Page 19 of Forest Dark


  Moti laughed, relieved to hear something of the old, familiar raconteur.

  “You think she would have wanted this, your mother?” Moti asked, thrusting his chin out toward the barren hillside. “Is that why you’re doing it?”

  Do what you want, you’re a free person, his mother used to yell at him, which was her way of saying Do what you want if you want to kill me. Inside the hem of his independence she’d sewed her command, so that at his greatest moments of freedom he felt her pull on him like gravity. Even going away from her, he was going toward her. All that was loyal in him and all that was seditious originated in grappling with that waxing and waning span, even if later it flung itself out toward other entities. No, she had not been a calming force, his mother. Her favorite piece of jewelry was a double strand of pearls, and on occasions when they lay around her throat, Epstein could not help but feel that her attachment to them had something to do with the irritant at their core that had gone and produced such luster. She had brought him to a state of vibrancy by means of provocation.

  “She wanted a bench in a crummy park in Sunny Isles. If that.”

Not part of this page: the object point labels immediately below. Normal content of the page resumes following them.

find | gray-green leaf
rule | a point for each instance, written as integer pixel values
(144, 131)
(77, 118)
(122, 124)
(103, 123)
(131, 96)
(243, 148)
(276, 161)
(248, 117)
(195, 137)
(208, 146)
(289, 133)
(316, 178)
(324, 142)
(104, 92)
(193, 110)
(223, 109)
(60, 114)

  “So why? I don’t understand, Yuda, I really don’t. It’s none of my business, but they were frugal people, your parents. They didn’t like to waste. One tree, two trees. But four hundred thousand? For what? You remember how I came to America for the first time when I was twenty-one? Your mother wouldn’t let me throw out my own toenail clippings.”

  Epstein didn’t remember any such visit. He would already have been married by then, Jonah and Lucie both born. He would have been preoccupied with his work at the firm, and a hundred forms of struggle.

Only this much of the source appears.